Background: Chronic rhinosinusitis (CRS) is prevalent, morbid, and poorly understood. Extraction of electronic health record (EHR) data of patients with CRS may facilitate research on CRS. However, the accuracy of using structured billing codes for EHR-driven phenotyping of CRS is unknown. We sought to accurately identify CRS cases and controls using EHR data and to determine the accuracy of structured billing codes for identifying patients with CRS.
Methods: We developed and validated distinct algorithms to identify patients with CRS and controls using International Classification of Diseases, Ninth Revision (ICD-9) and Current Procedural Terminology codes. We used blinded clinician chart review as the reference standard to evaluate algorithm and billing code accuracy.
Results: Our initial control algorithm achieved a control positive predictive value (PPV) of 100% (i.e., negative predictive value of 100% for CRS). Our initial algorithm for CRS cases relied exclusively on billing codes and had a low case PPV (54%). Notably, ICD-9 code 471.x was associated with a case PPV of 85%, whereas the case PPV of ICD-9 code 473.x was only 34%. After multiple algorithm iterations, we increased the case PPV of our final algorithm to 91% by adding several requirements, e.g., that ICD-9 codes occur with 1 or more evaluations by a CRS specialist to enhance availability of objective clinical data for accurately phenotyping CRS.
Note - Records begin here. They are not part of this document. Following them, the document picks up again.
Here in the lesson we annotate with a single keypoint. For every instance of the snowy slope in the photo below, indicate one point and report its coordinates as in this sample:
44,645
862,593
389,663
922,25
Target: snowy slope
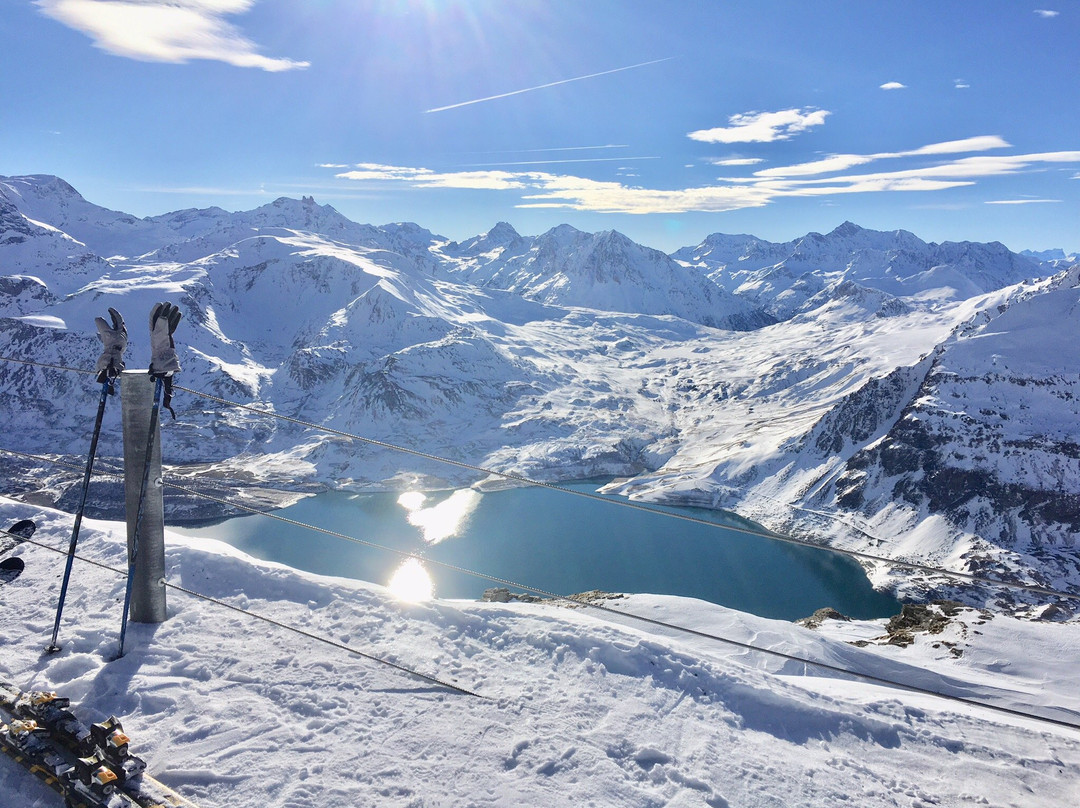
605,270
580,708
567,355
782,277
Conclusion: These algorithms are an important first step to identify patients with CRS, and may facilitate EHR-based research on CRS pathogenesis, morbidity, and management. Exclusive use of coded data for phenotyping CRS has limited accuracy, especially because CRS symptomatology overlaps with that of other illnesses. Incorporating natural language processing (e.g., to evaluate results of nasal endoscopy or sinus computed tomography) into future work may increase algorithm accuracy and identify patients whose disease status may not be ascertained by only using billing codes.